Displayed are now our sites with the NISP data of the species. For the construction of the network we now need a matrix, consisting of a row and a column for each species, filled with 1 for each situation when there is a positive significant correlation between the occurence of these both species. To archive this I used a modified snippet from the web (originally from Aleksandar Blagotić, function corstar.R), and the function corr.test from the library psych.
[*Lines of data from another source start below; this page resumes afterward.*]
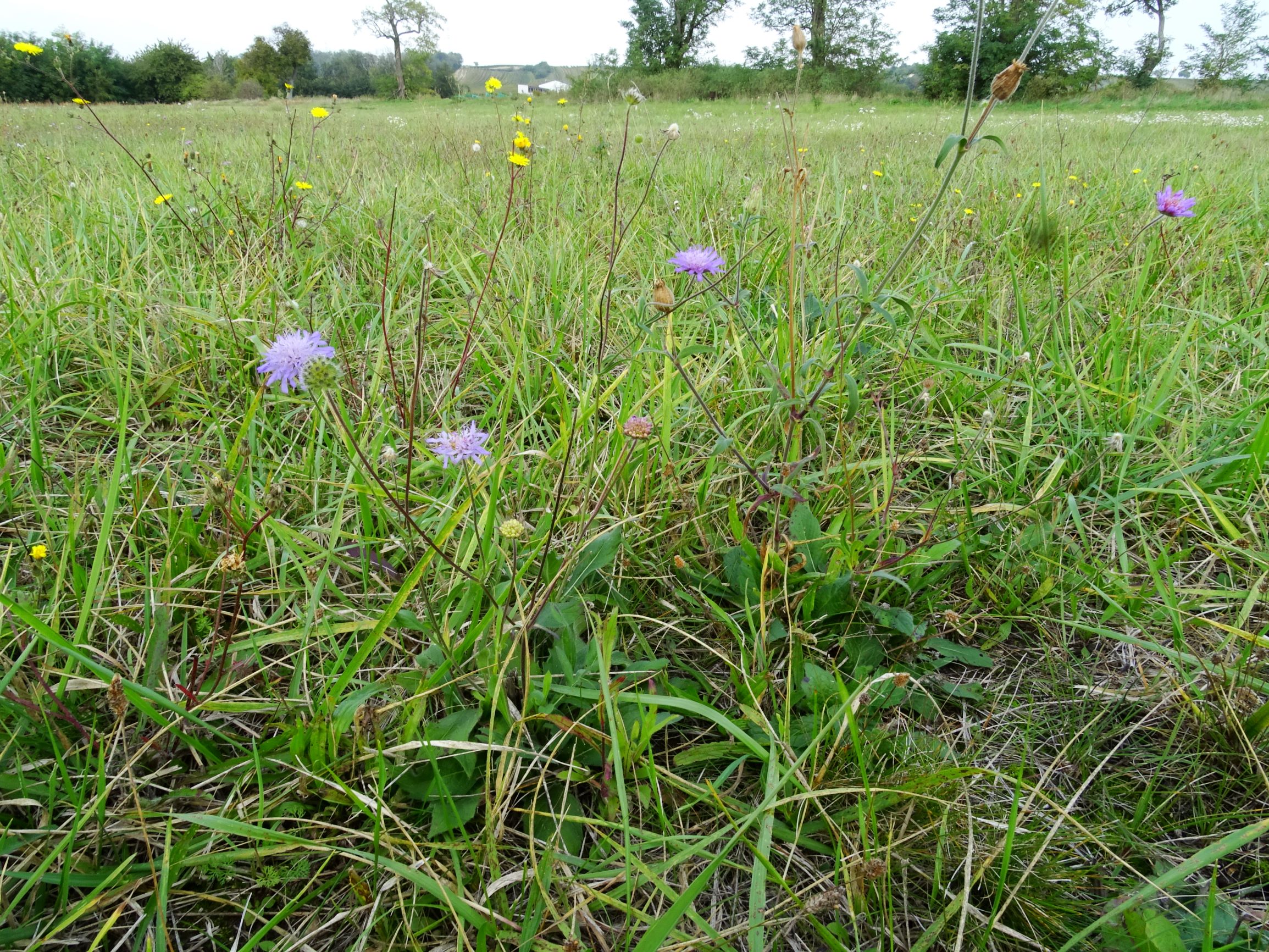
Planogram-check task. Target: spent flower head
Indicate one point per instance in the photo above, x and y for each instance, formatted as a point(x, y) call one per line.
point(290, 358)
point(1174, 204)
point(699, 261)
point(638, 427)
point(466, 445)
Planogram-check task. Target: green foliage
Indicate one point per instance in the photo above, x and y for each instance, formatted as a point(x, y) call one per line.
point(167, 73)
point(669, 35)
point(1068, 58)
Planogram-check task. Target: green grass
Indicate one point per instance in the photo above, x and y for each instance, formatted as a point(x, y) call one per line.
point(987, 654)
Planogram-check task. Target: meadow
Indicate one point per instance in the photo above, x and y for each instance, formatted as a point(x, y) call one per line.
point(901, 584)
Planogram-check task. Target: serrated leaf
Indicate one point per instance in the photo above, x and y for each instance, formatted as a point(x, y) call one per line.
point(895, 618)
point(965, 654)
point(805, 528)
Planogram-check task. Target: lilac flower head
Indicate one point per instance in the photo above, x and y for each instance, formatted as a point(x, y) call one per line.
point(290, 356)
point(461, 446)
point(1174, 204)
point(699, 261)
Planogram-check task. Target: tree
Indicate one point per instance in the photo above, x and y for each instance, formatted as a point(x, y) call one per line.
point(1151, 50)
point(261, 63)
point(167, 73)
point(397, 19)
point(295, 51)
point(847, 36)
point(1069, 55)
point(1226, 55)
point(669, 35)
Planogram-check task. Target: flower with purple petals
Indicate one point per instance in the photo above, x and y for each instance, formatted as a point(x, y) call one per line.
point(699, 262)
point(1174, 204)
point(461, 446)
point(290, 356)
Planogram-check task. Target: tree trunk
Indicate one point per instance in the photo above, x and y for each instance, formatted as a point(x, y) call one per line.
point(819, 42)
point(396, 62)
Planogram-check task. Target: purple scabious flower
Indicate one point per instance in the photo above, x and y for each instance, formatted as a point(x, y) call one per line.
point(699, 261)
point(461, 446)
point(290, 356)
point(1174, 204)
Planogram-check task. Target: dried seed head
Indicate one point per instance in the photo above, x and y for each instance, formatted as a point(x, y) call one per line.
point(799, 40)
point(513, 530)
point(116, 700)
point(1005, 83)
point(663, 298)
point(873, 870)
point(234, 564)
point(638, 427)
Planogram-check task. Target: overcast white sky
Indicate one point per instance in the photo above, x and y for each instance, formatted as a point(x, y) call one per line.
point(561, 32)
I constructed this little function:

cornet <- function(x, y = NULL, use = "pairwise", method = "pearson", round = 3, row.labels, col.labels, ...) {
  
  require(psych)
  
  ct <- corr.test(x, y, use, method,adjust="bonferroni")    # calculate correlation
  r <- ct$r                             # get correlation coefs
  p <- ct$p                             # get p-values
  
  sig <- ifelse(p < .05, 1,0) # generate significance stars
  poscorr<-ifelse(r > 0, 1,0)
  
  m <- matrix(NA, nrow = nrow(r) , ncol = ncol(r)) # create empty matrix
  
  rlab <- if(missing(row.labels)) rownames(r) else row.labels # add row labels
  clab <- if(missing(col.labels)) {
    if(is.null(colnames(r)))
      deparse(substitute(y))
    else
      colnames(r)
  } else {
    col.labels # add column labels
  }
  
  rows <- 1:nrow(m)                     # row indices
  cols <- 1:ncol(m)                     # column indices
  
  m[rows, cols] <- sig*poscorr
  
  colnames(m) <- c( clab)           # add colnames
  rownames(m) <- c( rlab)           # add colnames
  m                                     # return matrix
}

With this at hand we can now prepare our data for the network plot:

adj <- cornet(na.omit(animals[,3:25]))
## Lade nötiges Paket: psych
## Warning in abbreviate(colnames(r), minlength = 5): abbreviate mit
## nicht-ASCII Zeichen genutzt

Second thing we need for a nice plot is the function ggnet2 from the library GGally. This library has some dependencies, especially regarding ggplot and sna, so you might have to install them first!

library(GGally)

But then:

ggnet2(adj, mode = "fruchtermanreingold", size = 24, label = rownames(adj), label.size = 3, alpha=0.8)
## Lade nötiges Paket: network
## network: Classes for Relational Data
## Version 1.13.0 created on 2015-08-31.
## copyright (c) 2005, Carter T. Butts, University of California-Irvine
##                     Mark S. Handcock, University of California -- Los Angeles
##                     David R. Hunter, Penn State University
##                     Martina Morris, University of Washington
##                     Skye Bender-deMoll, University of Washington
##  For citation information, type citation("network").
##  Type help("network-package") to get started.
## Lade nötiges Paket: sna
## sna: Tools for Social Network Analysis
## Version 2.3-2 created on 2014-01-13.
## copyright (c) 2005, Carter T. Butts, University of California-Irvine
##  For citation information, type citation("sna").
##  Type help(package="sna") to get started.
## 
## Attache Paket: 'sna'
## Das folgende Objekt ist maskiert 'package:network':
## 
##     %c%
## Lade nötiges Paket: scales
## 
## Attache Paket: 'scales'
## Die folgenden Objekte sind maskiert von 'package:psych':
## 
##     alpha, rescale

plot of chunk unnamed-chunk-5

Voila! domestic species form one subnet (pig, cattle, sheep/goat), while most wild species form another subnet. There seem to be two separate spheres of interaction with the animals, indicating that there are two types of sites resp. activities: one is hunting, the other husbandry.